Il nous fait aussi découvrir quelques-uns de ses contemporains. Tel ce drôle de peintre fasciné par la communauté juive d’Amsterdam : un certain Rembrandt. Mais aussi Francis van den Enden, le professeur de latin du jeune Baruch, qui lui fit lire les grands penseurs de son temps… Cet homme, par ailleurs médecin, connaîtra, lui aussi, un destin tragique. Dos Santos imagine enfin l’idylle nouée entre le jeune penseur et la fille de son enseignant, la belle Clara Maria. Ce faisant, il humanise le personnage et donne surtout chair à ce grand intellectuel parfois représenté, à tort, comme un esprit éthéré.
Hyperdocumenté
Dos Santos restitue aussi avec brio le climat de l’époque. C’est qu’il ne fait pas bon être libre penseur en ces années 1640, dans ces provinces unies pourtant vantées pour leur tolérance religieuse. Spinoza le mesurera en étant menacé dans sa vie même. Pour avoir opté pour la pensée rationnelle plutôt que la croyance, pour avoir encouragé ses proches à faire valoir leur esprit critique en toutes circonstances, le philosophe aura été la cible de critiques ignobles et même l’objet d’une tentative d’assassinat, restituée – faisant fi de la réalité, mais qu’importe – comme une course-poursuite le long des canaux amstellodamois.

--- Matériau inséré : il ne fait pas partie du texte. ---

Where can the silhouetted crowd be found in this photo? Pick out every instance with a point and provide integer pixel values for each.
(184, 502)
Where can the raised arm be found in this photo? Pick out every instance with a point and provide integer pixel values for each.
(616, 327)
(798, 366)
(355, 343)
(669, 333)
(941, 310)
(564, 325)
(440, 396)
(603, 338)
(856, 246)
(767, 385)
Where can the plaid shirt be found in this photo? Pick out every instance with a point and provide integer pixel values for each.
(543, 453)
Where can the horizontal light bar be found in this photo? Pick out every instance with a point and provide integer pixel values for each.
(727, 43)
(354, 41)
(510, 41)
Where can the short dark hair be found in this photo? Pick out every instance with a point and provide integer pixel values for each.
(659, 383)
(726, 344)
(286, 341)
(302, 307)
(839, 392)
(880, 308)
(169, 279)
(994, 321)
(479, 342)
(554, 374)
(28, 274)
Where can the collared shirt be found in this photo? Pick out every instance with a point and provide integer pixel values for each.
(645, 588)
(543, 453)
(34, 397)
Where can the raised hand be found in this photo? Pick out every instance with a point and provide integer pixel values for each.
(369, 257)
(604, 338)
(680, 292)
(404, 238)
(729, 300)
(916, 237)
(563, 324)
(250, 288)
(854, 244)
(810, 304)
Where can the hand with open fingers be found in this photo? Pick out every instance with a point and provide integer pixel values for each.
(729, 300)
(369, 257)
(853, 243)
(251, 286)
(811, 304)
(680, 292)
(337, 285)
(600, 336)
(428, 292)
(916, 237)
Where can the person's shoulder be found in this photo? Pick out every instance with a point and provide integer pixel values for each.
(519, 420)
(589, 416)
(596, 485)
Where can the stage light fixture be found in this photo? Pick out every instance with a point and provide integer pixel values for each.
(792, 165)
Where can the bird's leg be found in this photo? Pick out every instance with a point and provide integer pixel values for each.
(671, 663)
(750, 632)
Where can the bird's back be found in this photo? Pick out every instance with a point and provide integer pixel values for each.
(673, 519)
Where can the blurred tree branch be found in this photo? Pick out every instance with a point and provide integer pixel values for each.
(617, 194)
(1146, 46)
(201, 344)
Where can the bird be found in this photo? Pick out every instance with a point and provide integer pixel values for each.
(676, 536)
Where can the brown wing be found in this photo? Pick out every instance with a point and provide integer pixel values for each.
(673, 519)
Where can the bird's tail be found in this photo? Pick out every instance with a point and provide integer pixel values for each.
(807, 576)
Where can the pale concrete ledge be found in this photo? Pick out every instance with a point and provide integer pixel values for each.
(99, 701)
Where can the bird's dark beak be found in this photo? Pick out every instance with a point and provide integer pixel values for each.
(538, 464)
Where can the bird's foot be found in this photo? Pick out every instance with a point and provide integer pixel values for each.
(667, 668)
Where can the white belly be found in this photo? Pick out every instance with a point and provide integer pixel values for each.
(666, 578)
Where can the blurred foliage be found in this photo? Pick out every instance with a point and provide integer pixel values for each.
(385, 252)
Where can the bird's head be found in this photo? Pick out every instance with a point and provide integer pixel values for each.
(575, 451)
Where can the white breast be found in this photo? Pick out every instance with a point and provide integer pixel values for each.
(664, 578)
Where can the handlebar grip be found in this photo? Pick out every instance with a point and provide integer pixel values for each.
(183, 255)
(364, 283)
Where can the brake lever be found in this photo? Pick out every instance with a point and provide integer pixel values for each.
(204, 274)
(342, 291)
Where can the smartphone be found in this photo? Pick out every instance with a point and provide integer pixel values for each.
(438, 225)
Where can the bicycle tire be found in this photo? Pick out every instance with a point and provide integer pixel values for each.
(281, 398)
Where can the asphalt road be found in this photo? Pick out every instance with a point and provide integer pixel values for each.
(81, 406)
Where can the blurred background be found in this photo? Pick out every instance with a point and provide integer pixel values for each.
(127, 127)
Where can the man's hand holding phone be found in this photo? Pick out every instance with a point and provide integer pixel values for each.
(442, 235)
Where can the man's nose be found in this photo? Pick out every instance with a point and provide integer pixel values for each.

Cherchant le secret qui se niche au cœur de son évolution spirituelle, Dos Santos signe là un véritable thriller philosophique. Hyperdocumenté et rédigé d’une plume alerte qui met en avant les dialogues, ce récit ferait un excellent scénario de film. En attendant, il nous donne à penser. Car, jamais dogmatique, J. R. dos Santos prend le temps de décrire le lent glissement de cet esprit anticonformiste prompt à douter de tout. Évoquant ce que Spinoza doit aux autres figures de son temps – Bacon, Galilée, Descartes, Bacon et Hobbes notamment –, ce livre rappelle utilement l’héritage de sa pensée. Il souligne, à ce titre, ce que le premier amendement de la Constitution américaine doit au Hollandais.
Comme Irvin Yalom, en 2012, avec son Problème Spinoza (éditions Galaade), J. R. dos Santos recourt à la puissance de la littérature pour faire l’éloge de la liberté de penser, mais, plus encore, d’écrire à rebours des préjugés. Son vibrant roman sonne d’autant plus juste à l’heure où certains fanatiques appellent à la mort de ceux qu’ils accusent de blasphème.
« Spinoza, l’homme qui a tué Dieu », de José Rodrigues Dos Santos, éditions Hervé Chopin, 571 pages, 22,50 euros.